I've got a 'real' project going on that could well make me some dosh* but I'm struggling with motivation to get it done. It'll involve doing a proper website backend. That's completely different to hacking a working solution together, it needs to be properly secure and that's an arse.

*I work as an administrator in the NHS (national health service). There's a problem with different Trusts (local NHS organisations) sharing information such as alerts pertaining to patients. These might be that the patient has been violent or aggressive to staff, or that there are safeguarding concerns... anything really, from a few different types of Trust in one area.
My idea is to have an arduino based (of course!) machine that's an arduino, ethernet shield, keypad and LCD screen. You tap in a couple of identifiers, it polls a website on the intranet and brings back contact details if there is an alert.
Each trust has its own website for the arduinos to poll, these sites share information with each other securely.
For example, say I've been aggressive to a district nurse when she visited.

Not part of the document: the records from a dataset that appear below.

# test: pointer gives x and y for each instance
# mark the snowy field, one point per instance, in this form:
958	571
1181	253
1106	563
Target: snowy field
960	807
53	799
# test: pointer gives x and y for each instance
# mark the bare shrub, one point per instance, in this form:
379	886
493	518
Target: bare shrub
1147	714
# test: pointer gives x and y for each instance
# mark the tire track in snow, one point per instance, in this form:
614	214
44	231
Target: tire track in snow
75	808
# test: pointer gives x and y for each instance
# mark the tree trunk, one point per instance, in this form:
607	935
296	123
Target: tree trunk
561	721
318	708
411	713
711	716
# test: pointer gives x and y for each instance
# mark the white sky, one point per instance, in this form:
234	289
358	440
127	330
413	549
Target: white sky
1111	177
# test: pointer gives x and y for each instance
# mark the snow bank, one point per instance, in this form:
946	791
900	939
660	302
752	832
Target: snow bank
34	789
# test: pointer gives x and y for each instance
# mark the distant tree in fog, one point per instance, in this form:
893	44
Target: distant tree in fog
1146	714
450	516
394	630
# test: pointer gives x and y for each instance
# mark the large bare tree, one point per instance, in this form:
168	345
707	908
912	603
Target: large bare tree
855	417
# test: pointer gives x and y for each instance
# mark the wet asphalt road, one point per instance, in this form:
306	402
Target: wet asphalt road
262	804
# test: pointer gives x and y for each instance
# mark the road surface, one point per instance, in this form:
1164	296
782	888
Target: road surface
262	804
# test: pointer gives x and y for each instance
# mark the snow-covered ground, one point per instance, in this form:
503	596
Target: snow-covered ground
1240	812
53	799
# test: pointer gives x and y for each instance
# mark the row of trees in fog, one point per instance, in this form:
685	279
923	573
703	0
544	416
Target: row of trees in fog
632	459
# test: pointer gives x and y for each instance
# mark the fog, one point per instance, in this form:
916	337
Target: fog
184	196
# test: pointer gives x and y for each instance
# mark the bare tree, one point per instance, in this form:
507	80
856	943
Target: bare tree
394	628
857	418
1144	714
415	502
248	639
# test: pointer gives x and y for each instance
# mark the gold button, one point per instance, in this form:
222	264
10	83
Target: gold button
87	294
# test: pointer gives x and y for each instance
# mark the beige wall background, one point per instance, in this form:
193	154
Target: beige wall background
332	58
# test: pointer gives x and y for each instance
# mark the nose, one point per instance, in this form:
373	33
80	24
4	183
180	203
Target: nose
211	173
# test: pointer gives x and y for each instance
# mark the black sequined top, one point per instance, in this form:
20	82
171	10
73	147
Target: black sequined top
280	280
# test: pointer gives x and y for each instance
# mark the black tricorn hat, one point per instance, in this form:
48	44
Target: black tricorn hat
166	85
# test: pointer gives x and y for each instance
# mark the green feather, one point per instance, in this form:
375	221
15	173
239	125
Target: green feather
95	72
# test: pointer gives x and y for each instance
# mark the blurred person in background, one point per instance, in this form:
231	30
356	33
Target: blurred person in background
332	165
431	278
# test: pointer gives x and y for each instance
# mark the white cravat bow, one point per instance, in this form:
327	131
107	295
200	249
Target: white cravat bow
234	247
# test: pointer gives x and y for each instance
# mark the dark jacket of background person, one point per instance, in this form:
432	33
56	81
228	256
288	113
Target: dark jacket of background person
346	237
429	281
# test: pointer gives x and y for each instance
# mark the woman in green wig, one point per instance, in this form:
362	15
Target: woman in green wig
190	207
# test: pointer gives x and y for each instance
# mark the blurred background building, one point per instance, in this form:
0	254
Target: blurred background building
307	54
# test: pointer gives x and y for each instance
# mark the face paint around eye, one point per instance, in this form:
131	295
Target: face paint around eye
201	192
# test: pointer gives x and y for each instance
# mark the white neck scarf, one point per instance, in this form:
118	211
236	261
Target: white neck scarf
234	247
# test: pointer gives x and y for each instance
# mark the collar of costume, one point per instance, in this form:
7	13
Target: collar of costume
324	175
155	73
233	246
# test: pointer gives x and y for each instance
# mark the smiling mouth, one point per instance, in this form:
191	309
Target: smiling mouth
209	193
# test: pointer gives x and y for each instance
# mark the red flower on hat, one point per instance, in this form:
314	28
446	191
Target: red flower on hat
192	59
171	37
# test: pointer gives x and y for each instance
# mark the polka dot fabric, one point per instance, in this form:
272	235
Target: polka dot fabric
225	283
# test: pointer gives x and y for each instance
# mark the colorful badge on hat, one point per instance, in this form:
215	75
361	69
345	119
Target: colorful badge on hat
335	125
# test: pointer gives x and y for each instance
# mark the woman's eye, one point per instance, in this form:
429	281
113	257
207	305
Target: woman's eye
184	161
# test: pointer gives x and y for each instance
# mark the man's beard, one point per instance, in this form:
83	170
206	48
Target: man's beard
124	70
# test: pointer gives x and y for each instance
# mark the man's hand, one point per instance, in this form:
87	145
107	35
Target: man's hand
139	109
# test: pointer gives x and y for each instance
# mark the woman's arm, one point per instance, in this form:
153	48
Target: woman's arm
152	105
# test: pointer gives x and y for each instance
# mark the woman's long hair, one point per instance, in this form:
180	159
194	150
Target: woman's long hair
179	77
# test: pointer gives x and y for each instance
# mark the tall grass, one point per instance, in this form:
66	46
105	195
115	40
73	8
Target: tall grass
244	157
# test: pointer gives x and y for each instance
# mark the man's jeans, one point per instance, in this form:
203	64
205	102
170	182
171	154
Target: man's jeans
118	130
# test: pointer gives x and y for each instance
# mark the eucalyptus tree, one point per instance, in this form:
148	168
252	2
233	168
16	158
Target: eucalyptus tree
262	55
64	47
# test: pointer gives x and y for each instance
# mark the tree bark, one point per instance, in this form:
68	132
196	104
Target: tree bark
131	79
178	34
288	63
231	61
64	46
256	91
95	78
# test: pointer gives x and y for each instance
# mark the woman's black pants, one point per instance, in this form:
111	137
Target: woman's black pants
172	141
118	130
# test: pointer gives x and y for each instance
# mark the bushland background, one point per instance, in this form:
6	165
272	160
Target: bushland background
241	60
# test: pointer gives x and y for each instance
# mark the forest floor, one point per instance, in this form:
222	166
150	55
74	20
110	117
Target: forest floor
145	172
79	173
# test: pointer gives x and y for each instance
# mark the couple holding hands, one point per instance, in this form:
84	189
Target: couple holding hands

If a social worker (so from a different Trust) is due to visit me she taps my details into an arduino and it says "One Alert. Contact Community Health Risk Office, tel 3456".

That way, very limited information is shared over the network and actual details are only shared once a human has verified the appropriateness of sharing them.

The current system relies on staff having time to use a slow network connection to check their local system, which requires suitable access and training and more time than tapping in an ID number and date of birth on a made-for-purpose device. Plus that local database is unlikely to have details from other Trusts, sharing isn't that good at the moment.

I've got the arduino working, I just need to do the web stuff for it to talk to.

Sounds like a great project but you've hit the product wall :frowning:

There's a world of difference between having a working widget and a marketable product, and I suspect most of us here get our kicks from the research and design and getting something working, once that's achieved we want to move to another challenge, not cross every i and dot every t and produce user manuals for the next 6 months.